ST: Kadang-kadang negara yang maju, mempunyai segala fasilitas, tetapi gurunya tidak bermutu, kadang-kadang di negara yang terbelakang, tidak ada fasilitas apa-apa, tapi ada orang yang agung menjadi guru, jadi saya percaya fasilitas selalu di urutan keempat. Di dalam pendidikan, urutan pertama, guru yang agung, kedua, ajaran yang tinggi, yang penting, yang bermutu. Ketiga, dapat murid yang sesuai dan bisa dididik. Keempat, dukungan fasilitas. Misalnya orang-orang yang paling penting di dalam sejarah manusia, Confusius, Socrates, Yesus Kristus, Buddha Sakiamones, Tagor yang di India, Andersen yang berada di Denmark, ini semua tidak ada fasilitas, mereka tidak ada gedung yang bagus, tidak ada class room yang nyaman, tidak ada AC, mereka mengajar di pinggir jalan, di sawah, di gunung, di bukit, di pinggir laut, di bawah pohon, ini semua buktinya, mereka telah mengajar murid-murid yang terbesar di dalam sejarah. Sehingga jikalau kita mengandalkan gedung, baru kita bisa mengajar, kita telah mengacaukan urutan itu. Penting adalah mutu guru, karakter, niat perjuangan, iman, dan contoh untuk anak-anak, itu membikin anak-anak mencontoh dan mempelajari kebenaran itu. Sesudah itu, baru yang lain. Jadi, saya siapa? Kenapa saya berani mengajar? Dengan hak apa saya boleh menjadi contoh? Ini harus menjadi tuntutan ke sendiri terlebih dahulu. Kedua, ada apa yang saya ajarkan? Kalau saya ajar salah, seumur hidup dirusak, kalau saya ajar yang benar, anak ini akan baik seumur hidup, jadi apa yang diajarkan? Ini kedua. Ketiga, bisakah dapat murid yang berpotensi? Mensius, 2.300 tahun yang lalu, dia mengatakan kalau bisa mendapatkan jenius, mendapatkan orang yang berpotensi untuk dididik, itu sukacita guru luar biasa besarnya. Misalnya, banyak guru mengajar piano, tetapi muridnya tidak tentu pintar piano. Sering karena papa mamanya dulu belajar piano dan tidak berhasil, jadi ingin anaknya belajar, sedangkan anaknya tidak ada bakat musik, lalu guru ini mesti terima murid apa? Ada dua macam murid, murid yang berpotensi atau murid yang bisa bayar. Kalau yang bisa bayar, tidak berpotensi, ajarlah supaya dia juga senang. Tetapi yang berpotensi tidak bisa bayar, harus dididik, karena itulah tujuan, dan itulah hari depan umat manusia.

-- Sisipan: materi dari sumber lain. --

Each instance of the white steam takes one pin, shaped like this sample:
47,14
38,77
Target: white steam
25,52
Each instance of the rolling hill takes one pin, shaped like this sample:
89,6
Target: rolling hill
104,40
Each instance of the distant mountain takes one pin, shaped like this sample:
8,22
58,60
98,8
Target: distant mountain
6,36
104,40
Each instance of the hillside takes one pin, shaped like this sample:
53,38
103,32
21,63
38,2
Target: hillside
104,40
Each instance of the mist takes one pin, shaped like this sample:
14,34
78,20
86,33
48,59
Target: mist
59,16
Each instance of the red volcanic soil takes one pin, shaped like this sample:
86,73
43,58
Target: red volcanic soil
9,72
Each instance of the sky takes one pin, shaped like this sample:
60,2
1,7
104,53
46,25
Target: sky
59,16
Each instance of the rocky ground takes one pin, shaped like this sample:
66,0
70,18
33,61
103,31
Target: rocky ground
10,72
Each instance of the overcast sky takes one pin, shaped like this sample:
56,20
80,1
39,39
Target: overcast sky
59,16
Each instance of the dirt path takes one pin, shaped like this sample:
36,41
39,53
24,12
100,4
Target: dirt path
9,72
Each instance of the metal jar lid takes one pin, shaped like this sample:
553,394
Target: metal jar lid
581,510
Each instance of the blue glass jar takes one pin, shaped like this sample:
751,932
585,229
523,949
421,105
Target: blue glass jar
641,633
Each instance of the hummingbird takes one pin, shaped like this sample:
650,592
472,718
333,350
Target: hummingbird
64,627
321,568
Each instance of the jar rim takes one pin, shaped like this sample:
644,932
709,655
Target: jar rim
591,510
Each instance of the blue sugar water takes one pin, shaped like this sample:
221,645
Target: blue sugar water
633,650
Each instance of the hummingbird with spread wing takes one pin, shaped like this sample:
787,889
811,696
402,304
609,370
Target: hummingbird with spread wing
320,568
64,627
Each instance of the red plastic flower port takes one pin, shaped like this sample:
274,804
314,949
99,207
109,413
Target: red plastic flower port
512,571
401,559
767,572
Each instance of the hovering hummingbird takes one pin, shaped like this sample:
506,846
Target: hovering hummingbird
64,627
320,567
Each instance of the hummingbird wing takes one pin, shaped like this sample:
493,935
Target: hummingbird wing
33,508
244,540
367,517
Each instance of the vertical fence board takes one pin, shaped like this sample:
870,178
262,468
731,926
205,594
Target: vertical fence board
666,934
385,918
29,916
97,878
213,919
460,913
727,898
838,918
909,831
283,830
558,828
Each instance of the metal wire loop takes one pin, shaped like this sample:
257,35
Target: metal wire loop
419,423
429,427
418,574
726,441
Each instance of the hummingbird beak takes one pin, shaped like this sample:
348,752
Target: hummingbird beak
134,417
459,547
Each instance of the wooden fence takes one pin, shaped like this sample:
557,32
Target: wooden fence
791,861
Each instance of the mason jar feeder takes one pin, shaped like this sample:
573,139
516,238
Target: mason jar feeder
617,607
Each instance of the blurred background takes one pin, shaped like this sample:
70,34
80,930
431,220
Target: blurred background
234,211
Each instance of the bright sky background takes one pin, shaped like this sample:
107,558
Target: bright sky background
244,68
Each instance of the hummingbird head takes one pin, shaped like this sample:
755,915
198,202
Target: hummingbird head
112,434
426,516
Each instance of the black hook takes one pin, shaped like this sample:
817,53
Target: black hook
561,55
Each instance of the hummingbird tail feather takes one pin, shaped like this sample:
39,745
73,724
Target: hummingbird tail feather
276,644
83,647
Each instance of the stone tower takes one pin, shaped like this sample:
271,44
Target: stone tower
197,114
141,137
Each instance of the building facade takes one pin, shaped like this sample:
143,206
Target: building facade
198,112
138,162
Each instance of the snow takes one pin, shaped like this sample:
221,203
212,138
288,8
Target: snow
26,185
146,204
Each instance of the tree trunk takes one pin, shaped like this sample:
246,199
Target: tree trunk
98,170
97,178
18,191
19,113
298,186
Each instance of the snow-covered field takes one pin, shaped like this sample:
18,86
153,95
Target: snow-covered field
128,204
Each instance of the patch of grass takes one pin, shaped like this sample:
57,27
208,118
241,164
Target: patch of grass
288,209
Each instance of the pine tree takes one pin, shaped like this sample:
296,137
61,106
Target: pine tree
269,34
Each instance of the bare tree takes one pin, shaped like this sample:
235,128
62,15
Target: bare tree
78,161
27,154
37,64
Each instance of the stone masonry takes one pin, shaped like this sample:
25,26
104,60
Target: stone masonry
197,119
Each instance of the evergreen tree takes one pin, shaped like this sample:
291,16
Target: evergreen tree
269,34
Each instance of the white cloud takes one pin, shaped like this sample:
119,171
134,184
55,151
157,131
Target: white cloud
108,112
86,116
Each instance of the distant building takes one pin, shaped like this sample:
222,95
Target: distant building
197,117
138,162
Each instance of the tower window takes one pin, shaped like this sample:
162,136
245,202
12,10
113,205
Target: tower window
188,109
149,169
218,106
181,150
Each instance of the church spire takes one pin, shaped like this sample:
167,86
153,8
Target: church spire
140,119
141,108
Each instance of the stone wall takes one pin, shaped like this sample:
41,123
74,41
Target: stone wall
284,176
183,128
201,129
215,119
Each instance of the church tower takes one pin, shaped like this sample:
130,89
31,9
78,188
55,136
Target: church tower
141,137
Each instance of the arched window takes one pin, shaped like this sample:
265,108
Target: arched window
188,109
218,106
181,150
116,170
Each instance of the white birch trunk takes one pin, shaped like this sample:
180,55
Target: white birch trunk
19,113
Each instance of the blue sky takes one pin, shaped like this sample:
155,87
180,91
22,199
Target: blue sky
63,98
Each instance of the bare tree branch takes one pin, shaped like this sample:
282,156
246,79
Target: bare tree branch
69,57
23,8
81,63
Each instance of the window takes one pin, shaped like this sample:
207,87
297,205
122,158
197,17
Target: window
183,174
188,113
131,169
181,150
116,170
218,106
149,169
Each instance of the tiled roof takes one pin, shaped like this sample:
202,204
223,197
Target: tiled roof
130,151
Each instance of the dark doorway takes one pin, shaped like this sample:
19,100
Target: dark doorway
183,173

R21: Sering kali pada kenyataannya itu, ada anak-anak yang tidak terlalu niat belajar tetapi mereka ada uang, ada juga anak-anak yang ingin sekali belajar tetapi mereka tidak ada uang, tidak ada akses ke sekolah atau ke pendidik yang baik.
ST: Jadi saya kira, saya selalu sangat simpati kepada genius yang tidak ada saluran atau orang berpotensi yang tidak mendapat guru terbaik, atau orang yang betul-betul berbakat tapi belum ditemukan, misalnya di dalam sejarah, Handel salah seorang musikus yang terbesar, papanya tidak boleh dia belajar musik, karena itu tidak mendapat uang banyak. Dan dia curi-curi main piano di loteng, kalau tertangkap, dia dipukul setengah mati. Sampai seorang yang namanya Sachau memberikan peringatan kepada papanya, “kalau engkau menghalangi dia belajar musik, engkau akan memadamkan salah satu genius terbesar di dalam sejarah.” Akhirnya, setelah papanya meninggal, seluruh hidupnya Handel, langsung untuk musik. Kalau dia tidak menjadi musikus, manusia tak pernah tahu berapa banyak kerugian umat manusia di dalam sejarah. Dan ada orang yang banyak uang tapi tidak mau belajar musik, ya itu biar dia belajar dipaksa, ada orang dipaksa pelan-pelan baru sadar. Ada yang dipaksa sampai akhirnya juga tidak jadi. Nah itu biarlah menjadi seperti mesin saja. Musik bukan mesin, musik adalah jiwa, inspirasi, dan ada sesuatu kemauan yang akan menjadi berkat bagi banyak orang.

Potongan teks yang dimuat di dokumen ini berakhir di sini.